The newest version of TOFpilot provides new key features with an emphasis on laser ablation. In addition to the laser ablation-specific updates described below, the new TOFpilot version comes with general improvements regarding the user interface and customizable layout. Moreover, performance improvements have been included for the liquid and single-particle modules such as improved and extended data reports.

TOFpilot is the control software for all three models of the icpTOF (S2, R, 2R). The icpTOF is based on the iCAP RQ (Thermo Scientific), and TOFpilot has full control over both the iCAP front-end and the TOF mass analyzer. TOFpilot greatly simplifies the workflow for the user by integrating control of the icpTOF with various sample introduction systems, such as different laser ablation systems (e.g., Teledyne CETAC and Elemental Scientific Lasers) and autosamplers (e.g., Teledyne, ESI). TOFpilot operates on a module-basis which allows the user to set up different workflow sequences, including plasma startup, instrument tuning (manual or automated), liquid solution analysis, single particle and single cell analysis, and laser ablation analyses (including imaging with real-time display.

Key New Features

  • Ion optics and detector autotuning for laser ablation
  • Automatic trigger timing adjustment for laser ablation
  • Laser image export / data export
  • Stand-alone Laser Image Viewer
  • Performance improvements to liquid and single particle workflows
  • Improved and extended data reports
  • Improved user interface and customizable layout
Screenshot of the icpTOF control software TOFpilot (version 2.10). TOFpilot has full hardware control over the iCAP front-end and the TOF analyzer and is compatible with different sample introduction systems (e.g., laser ablation systems and autosamplers).

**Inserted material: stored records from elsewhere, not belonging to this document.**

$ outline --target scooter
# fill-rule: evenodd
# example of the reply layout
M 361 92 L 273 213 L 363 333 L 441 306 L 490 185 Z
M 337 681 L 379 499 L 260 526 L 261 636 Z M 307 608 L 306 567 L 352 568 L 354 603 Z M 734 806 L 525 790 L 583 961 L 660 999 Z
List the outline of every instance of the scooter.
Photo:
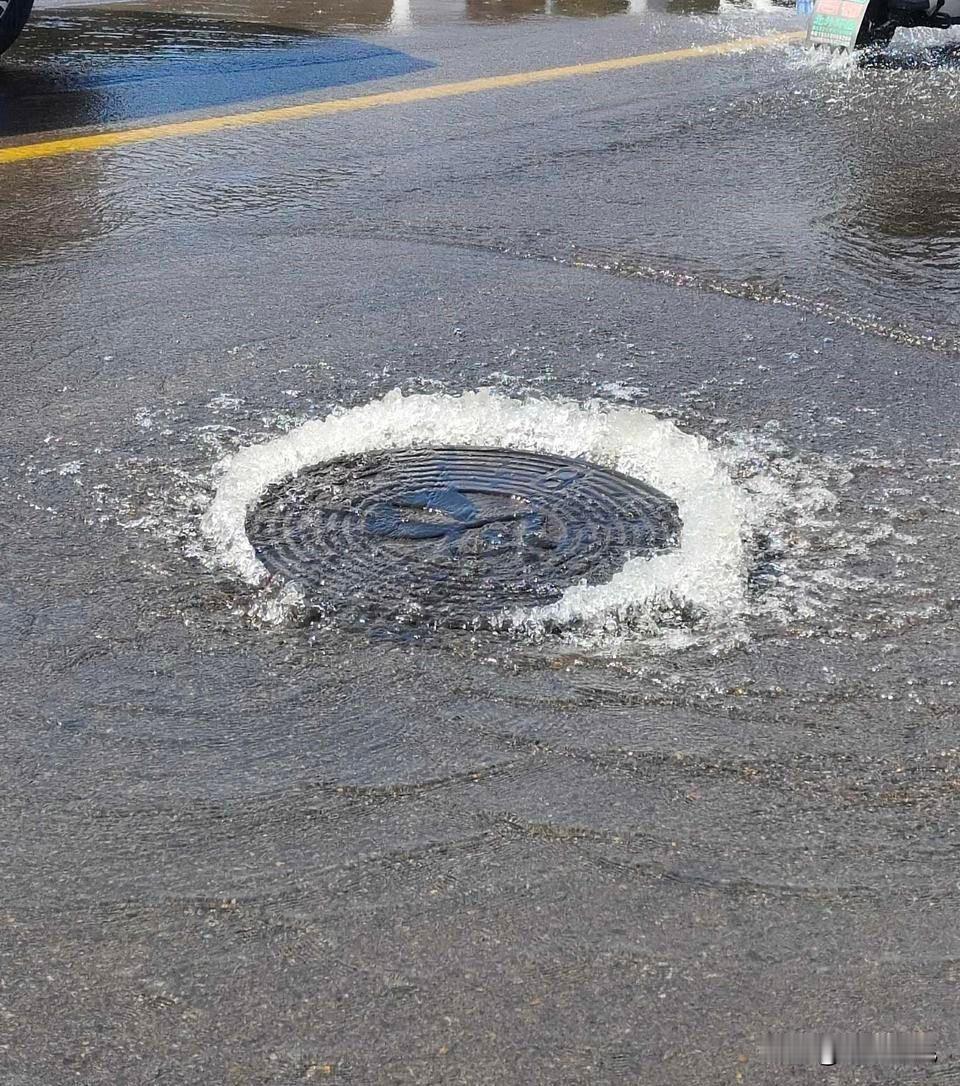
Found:
M 889 45 L 900 26 L 946 30 L 960 24 L 960 0 L 816 0 L 810 15 L 811 45 L 863 49 Z
M 0 0 L 0 53 L 16 41 L 33 7 L 34 0 Z

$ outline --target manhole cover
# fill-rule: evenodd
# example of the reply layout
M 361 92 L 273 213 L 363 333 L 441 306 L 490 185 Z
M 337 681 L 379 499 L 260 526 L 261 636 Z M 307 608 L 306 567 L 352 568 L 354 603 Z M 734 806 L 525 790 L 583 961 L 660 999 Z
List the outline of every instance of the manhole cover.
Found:
M 616 471 L 508 449 L 404 449 L 306 468 L 247 518 L 260 560 L 319 614 L 487 624 L 677 545 L 669 497 Z

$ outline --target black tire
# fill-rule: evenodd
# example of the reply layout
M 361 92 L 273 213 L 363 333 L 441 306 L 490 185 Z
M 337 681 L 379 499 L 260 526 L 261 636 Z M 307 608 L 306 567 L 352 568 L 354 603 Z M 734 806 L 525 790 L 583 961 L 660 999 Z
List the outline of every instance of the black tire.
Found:
M 16 41 L 24 24 L 29 18 L 34 0 L 0 0 L 0 53 Z
M 888 46 L 896 29 L 896 25 L 890 22 L 887 0 L 870 0 L 867 14 L 860 24 L 860 33 L 857 35 L 857 49 Z

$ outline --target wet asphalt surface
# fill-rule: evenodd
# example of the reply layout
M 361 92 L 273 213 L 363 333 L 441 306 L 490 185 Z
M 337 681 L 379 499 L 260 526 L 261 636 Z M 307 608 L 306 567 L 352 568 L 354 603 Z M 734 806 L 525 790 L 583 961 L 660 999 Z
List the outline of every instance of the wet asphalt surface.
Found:
M 795 26 L 375 7 L 45 8 L 0 137 Z M 4 1086 L 960 1078 L 936 41 L 0 166 Z M 780 480 L 748 640 L 262 627 L 197 557 L 225 453 L 481 386 L 634 403 Z M 786 1070 L 779 1030 L 940 1060 Z

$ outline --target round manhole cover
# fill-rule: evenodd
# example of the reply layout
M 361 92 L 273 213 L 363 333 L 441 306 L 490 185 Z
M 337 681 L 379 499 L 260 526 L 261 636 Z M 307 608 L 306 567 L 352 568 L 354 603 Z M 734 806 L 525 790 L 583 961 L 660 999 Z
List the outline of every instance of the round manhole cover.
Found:
M 318 464 L 247 518 L 260 560 L 319 615 L 475 627 L 677 545 L 673 502 L 582 460 L 403 449 Z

Ion Optics and Detector Autotuning for Laser Ablation

Tuning the instrument is part of everyday laboratory operation and fundamental to obtaining best results. Previously, autotuning of the icpTOF was only provided in solution mode. Now, TOFpilot also allows for autotuning of the ion optics (iCAP front-end) and of the TOF detector in laser ablation mode, e.g., while ablating a line on a certified reference material such as the NIST SRM glasses.

Screenshot of the ion optics autotuning module in laser ablation mode in TOFpilot v2.10. Here, the signal of 55Mn is optimized by varying the focus lens.

Automatic Trigger Timing Adjustment for Laser Ablation

Fast spot-resolved laser ablation imaging relies on triggered acquisition. This means that a trigger signal is sent from the laser system with each laser pulse (or set of pulses) which then starts acquisition at the icpTOF. For this, the aerosol transport time from the laser ablation cell into the mass spectrometer needs to be exactly known. This delay time can now be determined automatically.

Screenshot of the autotuning module for adjusting the laser trigger timing. While observing certain mass channels (here 27Al) the trigger offset is automatically optimized to enable fast, spot-resolved laser ablation imaging.

Standalone Laser Image Viewer

Laser ablation images can be viewed within TOFpilot in real-time, and different isotope channels and color schemes can be selected. For a more rigorous investigation of completed laser ablation images, and offline viewing on other workstations, a standalone “Laser Image Viewer” is provided with the newest TOFpilot version.

Screenshot of the TOFpilot Laser Image Viewer. This standalone feature can be used offline to inspect the acquired image in different mass channels across the entire mass spectrum. Different color palettes, gamma, and offset can be chosen to highlight different features in the image.

Laser Image Export / Data Export

Once a laser ablation image is acquired it can be saved and exported in different image file formats, time-resolved and coordinated csv files, or as csv data matrices.